New Insights into Hookipa’s TheraT(R) Replicating Viral Vector Platform

16 May 2018 | News

The study was led by Professor Doron Merkler, M.D., and his team at the Department of Pathology and Immunology at the University of Geneva

Hookipa Biotech AG, a clinical stage biotech company pioneering an innovative class of active immunization therapies for oncology and infectious diseases, announces the publication of a new preclinical study of its TheraT® replicating viral platform in the May edition of the prestigious international peer-reviewed journal Immunity. 

The study was led by Professor Doron Merkler, M.D., and his team at the Department of Pathology and Immunology at the University of Geneva, Switzerland.

CD8+ cytotoxic T lymphocytes (CTLs) are important in the body’s defense against infection and cancer and, in addition, contribute to the pathogenesis of several autoimmune diseases.

In this study a mouse model of central nervous system autoimmune disease was used to investigate how priming by distinct microbes may enable CTLs to destroy self-tissues. 

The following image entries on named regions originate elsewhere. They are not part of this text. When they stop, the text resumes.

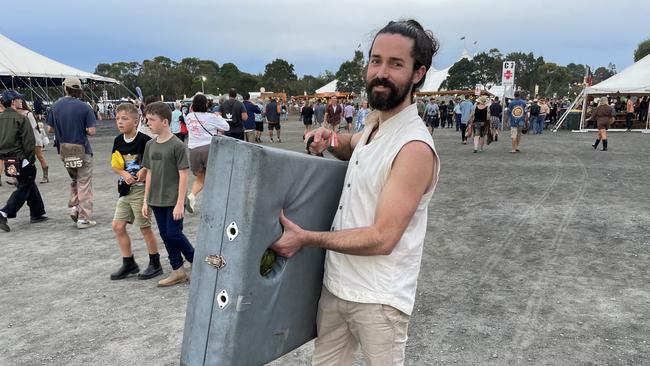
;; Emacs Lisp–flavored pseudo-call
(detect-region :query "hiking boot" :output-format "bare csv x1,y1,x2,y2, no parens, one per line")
138,263,162,280
111,256,140,281
185,193,196,213
70,206,79,223
41,166,50,183
29,215,49,224
77,220,97,229
0,215,11,232
158,267,187,287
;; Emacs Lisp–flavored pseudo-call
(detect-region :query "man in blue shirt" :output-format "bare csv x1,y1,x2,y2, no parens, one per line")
508,91,527,153
243,93,262,142
47,77,97,229
458,94,474,145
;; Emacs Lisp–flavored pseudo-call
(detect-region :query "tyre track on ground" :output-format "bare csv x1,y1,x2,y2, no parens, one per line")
470,154,562,288
507,154,589,364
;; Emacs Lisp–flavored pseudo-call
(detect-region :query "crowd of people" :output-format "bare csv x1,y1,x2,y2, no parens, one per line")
0,20,647,365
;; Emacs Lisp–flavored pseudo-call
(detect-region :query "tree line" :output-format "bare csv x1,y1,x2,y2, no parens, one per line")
443,48,616,98
95,51,365,100
95,39,650,100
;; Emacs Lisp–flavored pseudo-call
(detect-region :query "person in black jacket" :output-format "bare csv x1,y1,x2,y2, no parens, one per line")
0,90,47,232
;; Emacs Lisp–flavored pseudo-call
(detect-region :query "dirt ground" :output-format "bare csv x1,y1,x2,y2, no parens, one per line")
0,121,650,365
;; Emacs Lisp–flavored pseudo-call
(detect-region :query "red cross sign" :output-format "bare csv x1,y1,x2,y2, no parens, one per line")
501,61,515,85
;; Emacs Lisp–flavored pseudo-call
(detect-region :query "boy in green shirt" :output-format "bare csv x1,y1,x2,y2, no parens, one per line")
111,103,162,280
142,102,194,286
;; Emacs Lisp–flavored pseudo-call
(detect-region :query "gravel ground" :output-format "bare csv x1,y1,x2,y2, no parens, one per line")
0,121,650,365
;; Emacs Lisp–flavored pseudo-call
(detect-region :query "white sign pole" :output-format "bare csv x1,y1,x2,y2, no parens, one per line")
501,61,516,128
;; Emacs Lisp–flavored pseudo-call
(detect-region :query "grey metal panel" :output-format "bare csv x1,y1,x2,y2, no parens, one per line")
181,137,347,365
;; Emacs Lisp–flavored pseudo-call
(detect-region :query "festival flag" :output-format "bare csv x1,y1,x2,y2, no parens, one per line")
584,65,594,86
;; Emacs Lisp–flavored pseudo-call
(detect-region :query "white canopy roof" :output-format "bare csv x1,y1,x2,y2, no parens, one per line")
0,34,119,83
585,55,650,95
316,79,338,94
419,49,472,93
420,65,453,93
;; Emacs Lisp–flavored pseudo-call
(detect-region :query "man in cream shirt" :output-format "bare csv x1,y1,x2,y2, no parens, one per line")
271,20,440,365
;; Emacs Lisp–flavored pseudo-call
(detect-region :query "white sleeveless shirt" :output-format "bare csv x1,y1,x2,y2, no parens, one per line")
323,104,440,315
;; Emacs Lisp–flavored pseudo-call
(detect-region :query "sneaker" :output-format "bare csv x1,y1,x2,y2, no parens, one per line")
70,206,79,223
29,215,49,224
158,267,188,287
77,220,97,229
0,214,11,232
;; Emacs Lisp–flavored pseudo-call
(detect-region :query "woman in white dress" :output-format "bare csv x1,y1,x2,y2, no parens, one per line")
18,100,50,183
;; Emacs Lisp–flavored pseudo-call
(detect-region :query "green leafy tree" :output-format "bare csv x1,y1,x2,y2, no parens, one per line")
336,50,365,94
262,58,298,95
634,38,650,62
95,62,142,91
138,56,178,100
536,62,571,97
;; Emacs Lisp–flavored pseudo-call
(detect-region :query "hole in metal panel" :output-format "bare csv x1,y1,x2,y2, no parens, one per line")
217,290,229,309
260,249,287,280
226,221,239,241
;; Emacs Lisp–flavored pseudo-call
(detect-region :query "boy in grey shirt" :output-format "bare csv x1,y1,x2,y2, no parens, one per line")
142,102,194,286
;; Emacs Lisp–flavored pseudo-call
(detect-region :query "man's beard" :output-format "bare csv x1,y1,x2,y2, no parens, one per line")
366,78,411,111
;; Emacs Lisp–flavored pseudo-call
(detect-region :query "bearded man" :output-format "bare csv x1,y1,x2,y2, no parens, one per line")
271,20,440,365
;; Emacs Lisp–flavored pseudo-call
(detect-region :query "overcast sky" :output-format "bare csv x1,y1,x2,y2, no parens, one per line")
0,0,650,75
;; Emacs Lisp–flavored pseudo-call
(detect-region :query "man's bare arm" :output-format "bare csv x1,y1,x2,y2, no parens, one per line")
271,141,437,257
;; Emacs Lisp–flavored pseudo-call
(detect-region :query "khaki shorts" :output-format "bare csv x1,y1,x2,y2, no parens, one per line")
113,186,151,227
190,144,210,175
312,286,409,366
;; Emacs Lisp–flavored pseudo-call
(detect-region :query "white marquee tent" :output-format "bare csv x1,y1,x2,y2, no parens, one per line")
584,55,650,95
419,50,472,93
316,79,338,94
554,55,650,132
0,34,119,88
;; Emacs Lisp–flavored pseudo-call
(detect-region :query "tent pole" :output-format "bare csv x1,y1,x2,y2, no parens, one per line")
580,93,589,130
645,100,650,130
553,90,585,132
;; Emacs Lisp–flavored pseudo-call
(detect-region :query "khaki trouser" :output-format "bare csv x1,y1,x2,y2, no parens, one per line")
66,154,93,220
312,286,409,366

The study demonstrated that TheraT®-induced CD8+ T cells have a unique transcriptional profile, characterized by expression of the master transcription factor thymocyte selection-associated HMG-box protein (TOX).

TOX expression unleashes the tissue-destructive potential of CD8+ T cells by repressing the immune checkpoint 2B4/CD244. Expression of TOX, which is selectively induced by TheraT®, enables CD8+ T cells to establish long-lasting interactions with their target cells inside solid tissues and kill them. 

Professor Daniel D. Pinschewer, M.D., Hookipa’s Chief Scientific Officer and a co-author of the paper, said, “These data are very encouraging. They show that TOX expression enables TheraT®-induced CD8+ T cells to attack and destroy "self" tissue. A limitation of other immunization approaches has been that cancer also being a “self” tissue avoids immune mediated destruction. This feature of TheraT®-induced CD8+ T cells is of paramount importance in the immune response against cancer, which in essence represents an autoimmune attack that is desired and beneficial to the patient as it is directed specifically to and effective against the cancer”.

Hookipa is performing IND-enabling studies for HB-201/TheraT® to be tested in Human papillomavirus positive (HPV+) head and neck squamous cell carcinoma. A Phase 1 trial is scheduled to start in 2019 as a monotherapy. In 2020, HB-201 will be combined with a checkpoint inhibitor and later with HB-202, a complementary TheraT®-based product in preclinical development.